JACKSONVILLE, Fla – A surgeon at UF Health is helping patients walk normally again and taking away years of pain. A full ankle replacement is a complicated surgery that's evolved over the years. It's now a good option for patients who are treating pain only temporarily.
Lynnette Parsons had an accident when she was just 14 years old and has lived with a bad ankle ever since. Parsons even interviewed surgeons in Europe for ankle replacement surgery because she didn't think there were good options in the US. She said it wasn't until she met Dr. Jason Piraino at UF Health that she felt confident that this surgery could bring her relief. Parsons can now confidently walk without pain which is something she hasn't been able to consistently do for many years.
"I was sometimes walking with a cane because of the pain and when the weather would change. Stormy weather would bother it a lot," says Parsons.
Her arthritis was so advanced that she had almost run out of options. She considered ankle replacement surgery a last resort but soon learned it really was her best option.
"It's not just a straight up and down motion, it's a circular motion so it can withstand the force being applied to it," says Piraino.
Dr.

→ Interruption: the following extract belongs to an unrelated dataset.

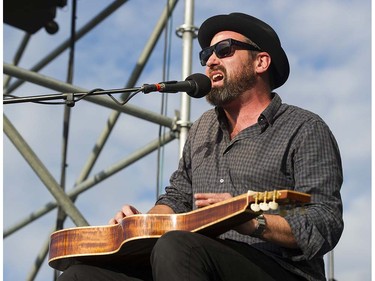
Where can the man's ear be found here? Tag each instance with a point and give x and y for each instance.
(262, 62)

Piraino says technology has gotten better in the past 10 years. Ankle replacement or arthroplasty used to not allow for this kind of movement.
"Our implant is custom designed so we get a CAT scan or a CT of the patient's ankle. The radiology department it will send that off to a third-party vendor, the implant company uses, and they actually designed the implant for the patient," says Piraino.
The foot bone is then replaced with a smooth metal surface and a high-density plastic. In two weeks the patient is moving the ankle in bed to reduce scar tissue. Parsons, who sells homes, says she was amazed with her recovery.
"My business did not miss a beat, I was showing property. I got out on December 31st so I didn't work on January 1 and January 2, I showed one home and my daughter drove me," says Parsons.
Full recovery takes anywhere from 8-12 weeks and Parsons says it's changed her life.
"There's no pain so there's no pain. It's a bit stiffer than I would've anticipated it to be but it was stiff before the surgery so that hasn't changed. I would do it again absolutely," says Parsons.
When your pain cannot be controlled by bracing or over-the-counter medication, this surgery is a good option. It takes approximately two and a half hours. The replacement can last 10-20 years. The more high-impact activities you do, the faster you go through the lifespan of the joint replacement.